Si j'avois été assassiné, et qu'il me fût accordé de revenir sur la terre, ce seroit pour effrayer les juges prévaricateurs qui refuseroient d'enten dre les faits justificatifs proposés par mon assassin. C'est une chose si bornée, si vague, si incomplète, que l'échelle de nos certitudes, qu'il est inconcevable que des officiers judiciaires regardent une accusation comme prouvée, tant qu'un accusé offre de démontrer qu'elle ne l'est

pas.

Plus une accusation est invraisemblable, plus il faut être difficile sur les preuves. Or, que le marquis de Faveras ait projeté avec 1200 cavaliers seulement d'attaquer Paris, de faire assassiner MM. Necker, Bailly, la Fayette, d'enlever le roi des Thuileries, et le garde-des-sceaux dans son hôtel au milieu de trente-six mille hommes armés et de trois cent mille citoyens, qu'un coup de cloche ou de canon peut faire mettre sous les armes; qu'on ne trouve ni le dépôt des 1200 chevaux, ni un seul des 1200 hommes enrôlés, hors ceux qui l'ont dénoncé ; il faut convenir que c'est un corps de délit qui, pouvant être vrai, est cependant singulièrement invraisemblable.

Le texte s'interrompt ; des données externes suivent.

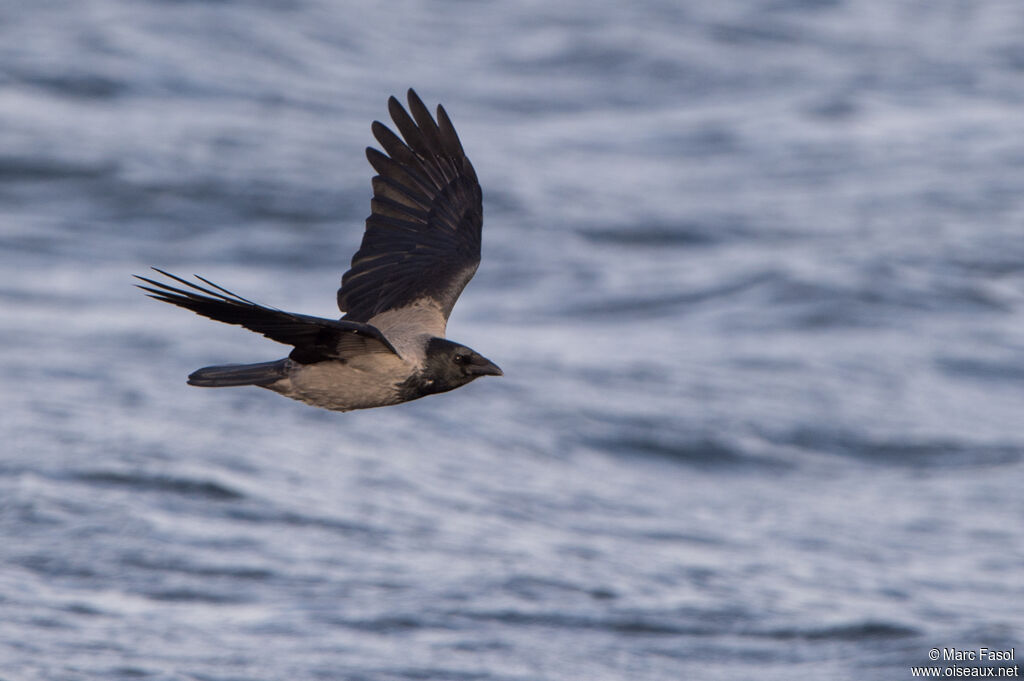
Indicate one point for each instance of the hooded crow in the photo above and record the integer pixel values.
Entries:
(420, 248)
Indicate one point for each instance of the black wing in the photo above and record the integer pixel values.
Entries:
(423, 239)
(314, 338)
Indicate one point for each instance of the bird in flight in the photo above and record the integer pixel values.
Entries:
(420, 248)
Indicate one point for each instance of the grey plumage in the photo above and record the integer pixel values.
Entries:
(420, 248)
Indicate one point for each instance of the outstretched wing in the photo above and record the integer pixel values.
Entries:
(314, 339)
(422, 243)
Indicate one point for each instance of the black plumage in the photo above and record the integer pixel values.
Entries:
(420, 248)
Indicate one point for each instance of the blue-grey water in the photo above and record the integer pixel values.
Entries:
(754, 269)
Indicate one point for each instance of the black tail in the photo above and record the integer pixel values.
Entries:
(226, 376)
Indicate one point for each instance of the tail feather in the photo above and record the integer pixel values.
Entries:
(225, 376)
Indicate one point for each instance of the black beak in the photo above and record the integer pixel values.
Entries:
(483, 367)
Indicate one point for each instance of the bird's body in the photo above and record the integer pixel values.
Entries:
(421, 247)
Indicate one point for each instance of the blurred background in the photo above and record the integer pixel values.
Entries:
(754, 270)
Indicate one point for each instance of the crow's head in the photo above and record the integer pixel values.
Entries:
(451, 365)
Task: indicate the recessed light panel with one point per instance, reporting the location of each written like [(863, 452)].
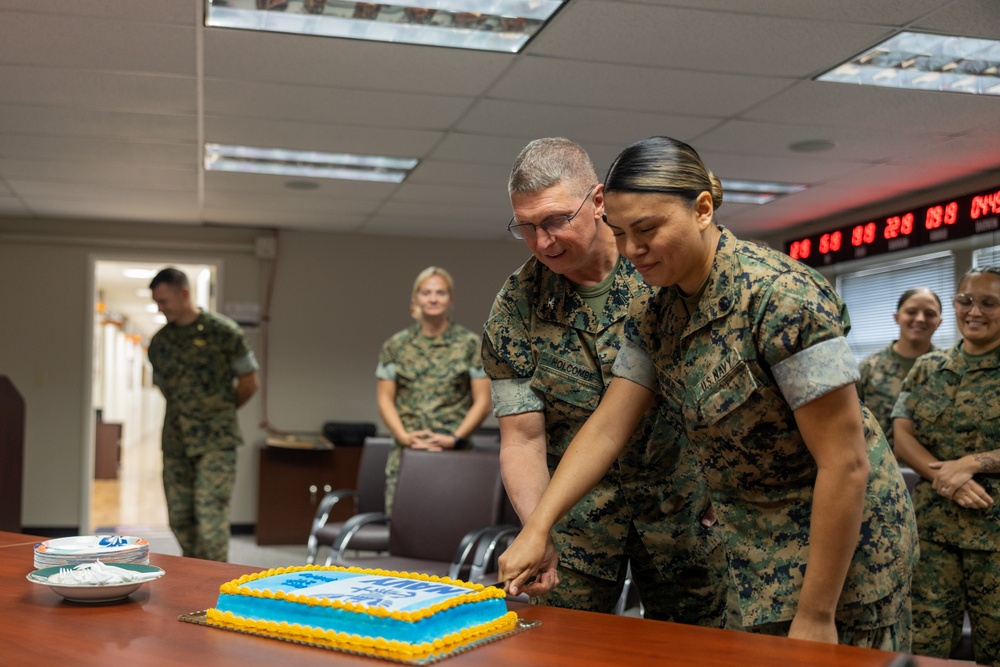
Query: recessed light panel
[(756, 192), (926, 62), (310, 164), (488, 25)]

La qualité des témoins est encore une des circonstances qui doit rendre le juge plus sévère sur les preuves. Il seroit absurde de dire qu'un recruteur ne peut pas être un honnête homme; mais aussi ce n'est pas un de ces hommes dont la profession soit garant de la loyauté de toutes ses actions. Et si un dénonciateur qui n'a pas une de ces fortunes qui mettent au-dessus de l'appât de 24,000 liv., avoit pu espérer que par la dénonciation il gagneroit cette somme , qu'il feroit sa cour à un général qui a des places à distribuer, il ne faudroit pas. légèrement admettre une pareille déposition.

Quand le corps de délit n'est pas clair, palpable, comme un assassinat, un effraction, un vol, il faut être encore plus difficile sur les preuves. Or, il s'agit dans cette affaire d'un complot, d'une conjuration, et le corps de délit ne paroît consister jusqu'à présent que dans des discours tenus aux sieurs Morel et Turcati, Marquié et Chomel: or, les rapports de ces témoins ne paroissent pas absolument cohérens. Par exemple, le sieur Marquié dépose que le sieur Faveras lui remit l'ouvrage intitulé: Ouvrez donc les yeux, en lui recommandant de le faire lire attentivement à ses grenadiers; et le sieur Morel, qui étoit présent convient à la confrontation qu'il n'a point été question de communiquer, de faire lire cette brochure aux grenadiers. Qu'on juge par cette contradiction, sur le fait peut-être le plus concluant contre le sieur Faveras, de la nécessité de ne rien négliger pour arriver à la vérité.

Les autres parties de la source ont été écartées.